LangGraph vs LangChain: When to Use Which

  • -Use LangChain LCEL for simple, linear pipelines: document summarization, single-turn Q&A, prompt formatting chains. Fast to build, easy to debug.
  • -Use LangGraph for anything with loops, branching, multi-turn memory, human-in-the-loop steps, or multiple agents collaborating. The added complexity pays off immediately for these cases.
  • -Use LangGraph with a checkpointer any time your agent needs to resume across sessions, handle long-running tasks, or support a user who comes back later expecting context.

Production Patterns I Use

Human-in-the-loop with interrupt_before

For high-stakes actions like sending emails, making API calls, or writing to databases, you can pause the graph before a node executes and wait for human approval. Pass interrupt_before to compile() with the node names that require approval. The graph pauses, you inspect state, confirm or modify it, and resume.

app = graph.compile(
    checkpointer=checkpointer,
    interrupt_before=["execute_action"]  # pause before this node
)

# Run until the interrupt
result = app.invoke(inputs, config=config)

# Inspect what the agent wants to do
print(result["pending_action"])

# Resume after human approval
app.invoke(None, config=config)

Error Recovery with Try/Except in Nodes

Nodes that call external tools or APIs will fail. Wrap tool calls in try/except and update state with the error so the agent can reason about what went wrong and retry with different parameters rather than crashing the whole graph.

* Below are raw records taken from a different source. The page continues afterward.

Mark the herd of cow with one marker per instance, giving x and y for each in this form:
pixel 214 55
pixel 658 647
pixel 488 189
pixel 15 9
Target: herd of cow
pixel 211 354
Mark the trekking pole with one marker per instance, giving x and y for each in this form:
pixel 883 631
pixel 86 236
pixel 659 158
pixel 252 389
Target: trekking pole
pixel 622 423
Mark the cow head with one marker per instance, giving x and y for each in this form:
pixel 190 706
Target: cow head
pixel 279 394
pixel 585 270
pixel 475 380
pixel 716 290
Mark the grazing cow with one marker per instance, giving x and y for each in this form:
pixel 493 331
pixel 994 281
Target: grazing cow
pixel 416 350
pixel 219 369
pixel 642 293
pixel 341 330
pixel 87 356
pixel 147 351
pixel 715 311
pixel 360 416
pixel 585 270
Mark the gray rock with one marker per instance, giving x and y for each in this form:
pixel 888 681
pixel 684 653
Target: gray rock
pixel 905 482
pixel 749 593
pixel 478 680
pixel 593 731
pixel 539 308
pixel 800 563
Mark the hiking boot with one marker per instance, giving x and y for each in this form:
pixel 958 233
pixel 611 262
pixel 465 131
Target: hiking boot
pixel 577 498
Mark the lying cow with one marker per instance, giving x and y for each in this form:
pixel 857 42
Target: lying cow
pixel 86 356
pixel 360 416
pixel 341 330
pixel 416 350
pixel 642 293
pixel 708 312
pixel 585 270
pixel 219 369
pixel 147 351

Frequently Asked Questions

Does LangGraph work without LangChain?

LangGraph has a dependency on langchain-core for message types and some base abstractions, but you do not need to use LangChain LCEL chains inside your nodes. You can call any Python code, any API, and any LLM client directly in your node functions. The graph structure is LangGraph; what runs inside the nodes is up to you.

How does LangGraph compare to CrewAI and AutoGen?

CrewAI and AutoGen are higher-level frameworks that abstract the agent orchestration layer. LangGraph is lower-level and gives you more control. CrewAI is faster to get started with for role-based multi-agent setups. LangGraph is better when you need fine-grained control over state, routing logic, and production reliability. Most serious production systems end up on LangGraph because the abstraction of CrewAI and AutoGen becomes a constraint when requirements get complex.

What LLM should I use with LangGraph?

Any LLM with tool-calling support works. For fast iteration, use Groq with Llama 3.3 70B - it is the best combination of speed and capability available at low cost. For the highest accuracy on complex reasoning tasks, use Claude Sonnet or GPT-4o. LangGraph is LLM-agnostic; switching providers is a one-line change to the LLM constructor.